また、今回はFOMC参加者による経済見通しも示した(添付資料表参照)。金融政策の前提となる経済指標に関しては、成長率は、2025年が1.6%(6月発表の前回見通し1.4%)、2026年は1.8%(同1.6%)、2027年は1.9%(同1.8%)に上方修正した。インフレ率は、2026年のPCE、コアPCEがいずれも2.6%(同2.4%)に上方修正し、失業率は、2026年が4.4%(同4.5%)、2027年が4.3%(同4.4%)に下方修正した。前回見通しよりも若干ながら、経済の先行きは改善している。

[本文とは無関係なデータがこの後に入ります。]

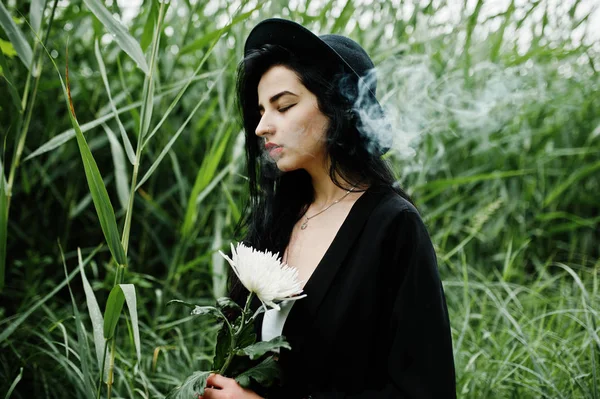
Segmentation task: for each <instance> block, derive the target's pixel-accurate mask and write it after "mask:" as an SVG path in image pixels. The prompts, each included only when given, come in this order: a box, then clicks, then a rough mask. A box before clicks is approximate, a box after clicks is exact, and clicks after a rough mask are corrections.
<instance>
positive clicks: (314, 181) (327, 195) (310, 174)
mask: <svg viewBox="0 0 600 399" xmlns="http://www.w3.org/2000/svg"><path fill="white" fill-rule="evenodd" d="M308 173H309V174H310V177H311V180H312V186H313V190H314V198H315V199H314V204H315V206H316V207H317V208H322V207H325V206H327V205H328V204H331V203H332V202H334V201H336V200H338V199H340V198H341V197H342V196H343V195H344V194H346V193H347V192H348V189H350V188H351V187H352V185H349V186H348V188H347V189H343V188H340V187H338V186H336V185H335V183H334V182H333V180H331V177H330V176H329V167H326V168H319V169H317V170H310V171H308ZM338 181H341V182H343V179H339V180H338Z"/></svg>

こうした経済見通しの下、残り2会合となった2025年内の金融政策スタンスは大きく分かれている。同年のFF金利の予測中央値は3.6%と、2回分の利下げ予想となっているが、内訳では、1回分の利上げを予想する者が1人、利下げなしを予想する者が6人、1回分の利下げを予想する者が2人、2回分の利下げをする者が9人、5回分の大幅利下げを予想する者が1人となっている。2026年以降の予測中央値では、2026年が3.4%(予測中央値間の比較で1回分)、2027年が3.1%(同1回分)となっているものの、こちらもかなりのばらつきがある。
FOMC後の会見で記者からは、労働市場や関税引き上げの影響に関する質問などが出た。FRB側は、黒人などのマイノリティーや若年層の失業率が上昇していることなどに触れながら、「労働市場は軟化しつつあり、これ以上の軟化は望んでいない。」と述べ、雇用市場の軟化を回避する観点から、今回の利下げ措置を講じたことを強調した。さらに「関税コストについて、ある程度の転嫁は見られるものの、完全に転嫁はできていない」との見解を示し、その結果、労働需要により多くの影響を与えている可能性があることに言及した。